「焦げを食べるとがんになる」という知識は、今や常識のように広まっています。

真っ黒なトーストや、バーベキューの網の上で放置されていた肉や野菜は食べるべきではない、というのです。

しかし、これらの情報は完全に正確なわけではありません。

アメリカ国立がん研究所(NCI)の上級研究員であるラシミ・シンハ氏は、焦げとがんの関係性を科学的に解説しています。

目次

  • 焼くと焦げができるのはなぜ?
  • 焦げには発がん性があるのか?
  • ヒトでの発がん性は実証できていない

焼くと焦げができるのはなぜ?

加熱するとメイラード反応が起こる
加熱するとメイラード反応が起こる / Credit:Depositphotos

食材を焼くと、当然ながら食材に含まれる水分が飛びます。

しかし水分が失われただけでは、色まで変化しないはずです。

実は私たちが食材を加熱するとき、そこでは「メイラード反応」という特殊な化学反応が起こっています。

食材に含まれるタンパク質と糖が加熱によって結びつき、褐色物質を生み出していたのです。

そしてこのメイラード反応は食材の旨味を凝縮させたり、香ばしさを与えたりする効果があるため、「適度な焦げ」を作ることは1つの調理法として用いられてきました。

実際、黄金色のトーストや炊き込みご飯のおこげ、ステーキの香ばしい焼き色は、多くの人を魅了します。

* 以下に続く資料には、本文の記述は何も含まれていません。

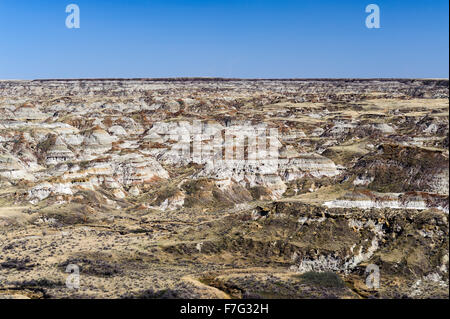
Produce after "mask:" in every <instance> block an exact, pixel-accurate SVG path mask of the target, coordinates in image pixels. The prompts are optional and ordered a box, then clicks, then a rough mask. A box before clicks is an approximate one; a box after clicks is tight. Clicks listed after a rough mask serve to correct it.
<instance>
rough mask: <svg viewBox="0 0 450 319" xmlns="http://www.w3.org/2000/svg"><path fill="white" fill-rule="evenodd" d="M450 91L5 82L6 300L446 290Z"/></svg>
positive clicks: (245, 84) (1, 112)
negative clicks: (448, 119) (449, 100)
mask: <svg viewBox="0 0 450 319" xmlns="http://www.w3.org/2000/svg"><path fill="white" fill-rule="evenodd" d="M448 90H449V88H448V80H421V79H391V80H385V79H373V80H365V79H342V80H337V79H335V80H333V79H324V80H313V79H311V80H238V79H206V78H204V79H152V80H150V79H114V80H106V79H98V80H46V81H0V189H1V190H0V297H1V296H3V297H16V298H21V297H28V298H61V297H71V298H99V297H106V298H229V297H230V298H256V297H265V298H272V297H276V298H280V297H281V298H334V297H339V298H366V297H387V298H400V297H410V298H429V297H445V298H448V236H449V234H448V209H449V200H448V190H449V183H448V180H449V164H448V155H449V153H448V149H449V140H448V136H449V123H448V119H449V115H448V112H449V103H448ZM68 265H77V266H78V267H79V270H80V286H79V288H77V289H71V288H68V287H67V285H66V279H67V276H68V273H66V272H65V271H66V269H67V266H68ZM371 267H372V268H373V267H377V269H378V270H379V272H380V276H379V281H380V282H379V285H378V286H377V287H373V286H370V285H369V286H368V285H367V281H366V279H367V276H368V274H367V272H366V270H367V269H368V268H371Z"/></svg>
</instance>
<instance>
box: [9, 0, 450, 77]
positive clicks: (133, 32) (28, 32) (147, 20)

しかし多くの人が危惧しているように、このメイラード反応では、発がん性が疑われている物質も作られてしまいます。

焦げには発がん性があるのか?

焦げに含まれる物質のうち、発がん性が疑われているのは次の3つです。

  • ①ヘテロサイクリックアミン(HCA)
  • ②多環芳香族炭化水素(PAH)
  • ③アクリルアミド

①②は肉を加熱した際に発生するものです。

③はトーストやフライドポテト、コーヒー、麦茶、クッキーなどに多く含まれています。

しかも③は食材に限らず、タバコの煙などのあらゆるものに含まれているとのこと。